Segundo os pesquisadores, a nova classificação ganha importância diante da expansão da dengue no Brasil e no mundo, sobretudo em áreas não endêmicas, como nos Estados Unidos e na Europa, ao mesmo tempo que a capacidade global de sequenciamento também se expande a partir da integração aos sistemas de saúde pública.
“A ideia é facilitar e fornecer as ferramentas para quem é da epidemiologia e para quem toma decisões de saúde pública, para que tenham uma forma sistemática de definir o que está circulando agora, comparar com o que estava circulando anteriormente, e as implicações disso”, esclarece Alex Ranieri.
Os quatro sorotipos do DENV e seus genótipos foram identificados no final da década de 1990 e início dos anos 2000 com base em sequências genéticas parciais.
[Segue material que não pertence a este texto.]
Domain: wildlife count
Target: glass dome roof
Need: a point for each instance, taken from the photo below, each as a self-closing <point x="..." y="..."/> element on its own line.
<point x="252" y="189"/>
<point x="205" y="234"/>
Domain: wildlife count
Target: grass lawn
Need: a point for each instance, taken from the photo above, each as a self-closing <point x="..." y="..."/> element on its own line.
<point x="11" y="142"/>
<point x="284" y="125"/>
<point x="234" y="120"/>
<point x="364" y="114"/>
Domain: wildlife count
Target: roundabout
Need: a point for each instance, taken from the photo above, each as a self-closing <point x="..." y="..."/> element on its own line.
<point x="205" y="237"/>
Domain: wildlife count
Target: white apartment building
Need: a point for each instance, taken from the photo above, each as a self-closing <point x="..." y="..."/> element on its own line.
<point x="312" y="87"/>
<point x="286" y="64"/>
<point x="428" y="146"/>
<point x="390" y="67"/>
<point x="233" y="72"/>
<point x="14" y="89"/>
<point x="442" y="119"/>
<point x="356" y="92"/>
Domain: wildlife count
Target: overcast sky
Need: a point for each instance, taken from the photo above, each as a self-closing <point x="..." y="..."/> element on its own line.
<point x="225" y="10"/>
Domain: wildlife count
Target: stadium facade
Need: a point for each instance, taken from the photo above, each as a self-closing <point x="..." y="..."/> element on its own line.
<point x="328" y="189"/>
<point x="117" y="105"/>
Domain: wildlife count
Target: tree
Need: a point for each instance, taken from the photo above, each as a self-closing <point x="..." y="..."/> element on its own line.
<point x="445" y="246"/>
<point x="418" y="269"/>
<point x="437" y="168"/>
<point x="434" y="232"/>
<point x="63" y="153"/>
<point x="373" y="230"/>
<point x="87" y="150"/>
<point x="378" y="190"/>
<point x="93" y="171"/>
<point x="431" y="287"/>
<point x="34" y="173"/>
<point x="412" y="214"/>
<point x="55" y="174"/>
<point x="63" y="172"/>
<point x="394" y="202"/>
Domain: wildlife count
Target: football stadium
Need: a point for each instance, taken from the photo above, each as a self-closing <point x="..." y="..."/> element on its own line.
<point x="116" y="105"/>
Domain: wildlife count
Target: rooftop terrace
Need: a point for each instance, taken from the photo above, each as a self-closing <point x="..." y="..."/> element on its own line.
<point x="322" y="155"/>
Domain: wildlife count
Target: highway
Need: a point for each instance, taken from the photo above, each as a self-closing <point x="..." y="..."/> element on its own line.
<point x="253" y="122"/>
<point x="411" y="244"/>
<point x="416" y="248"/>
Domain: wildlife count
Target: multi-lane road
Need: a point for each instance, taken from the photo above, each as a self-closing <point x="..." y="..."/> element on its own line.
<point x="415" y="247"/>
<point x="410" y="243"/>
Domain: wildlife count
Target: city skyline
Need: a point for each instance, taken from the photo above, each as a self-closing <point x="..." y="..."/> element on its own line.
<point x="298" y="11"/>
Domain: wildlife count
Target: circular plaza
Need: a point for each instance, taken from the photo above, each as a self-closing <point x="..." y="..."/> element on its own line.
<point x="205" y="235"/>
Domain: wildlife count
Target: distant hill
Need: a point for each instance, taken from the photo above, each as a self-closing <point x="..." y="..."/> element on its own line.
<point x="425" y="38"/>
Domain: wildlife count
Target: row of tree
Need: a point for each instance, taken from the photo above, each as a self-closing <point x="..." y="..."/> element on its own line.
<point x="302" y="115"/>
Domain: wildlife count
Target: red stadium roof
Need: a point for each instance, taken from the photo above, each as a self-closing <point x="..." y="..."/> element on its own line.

Apesar de todos causarem a mesma doença, a infecção por um dos quatro sorotipos reserva imunidade apenas para aquele vírus específico, não para os três outros sorotipos. Ao contrário, infecções subsequentes por outros sorotipos aumentam a chance de formas mais severas da doença, como a dengue grave, que por muito tempo ficou conhecida como dengue hemorrágica.
Segundo o Ministério da Saúde, a primeira epidemia de dengue documentada clínica e laboratorialmente no Brasil ocorreu no começo da década de 1980, em Boa Vista (RR), causada pelos sorotipos 1 e 4. Em 1986, ocorreram epidemias no estado do Rio de Janeiro e em algumas capitais do Nordeste.
Desde então, a ocorrência da forma endêmica da doença se intercala com anos de epidemias, geralmente associadas à introdução de novos sorotipos em áreas sem transmissão e/ou alteração do sorotipo predominante, acompanhando a expansão do mosquito vetor.
Segundo o Painel de Monitoramento de Arboviroses do Ministério da Saúde, o aumento da incidência da dengue no Brasil entre 2000 e 2002 foi associado à introdução do DENV-3, elevando o risco de epidemias de dengue e febre hemorrágica da dengue. Em 2024, o país viveu um grande aumento nos números da doença provocado pela reintrodução desse sorotipo, com a notificação de mais de 6,5 milhões de casos prováveis e mais de 6.300 mortes.
“A evolução e disseminação contínuas do vírus da dengue levaram ao surgimento de linhagens evolutivas distintas dentro de genótipos reconhecidos. Além disso, com a implementação de intervenções, como as vacinas e os mosquitos infectados que podem eventualmente selecionar linhagens virais específicas, é imperativo ter uma linguagem precisa e comum para monitorar a transmissão contínua do dengue em diferentes escalas espaço-temporais, e que isso seja comunicável a médicos e autoridades de saúde pública que podem não ter experiência em genômica”, conclui Alex Ranieri.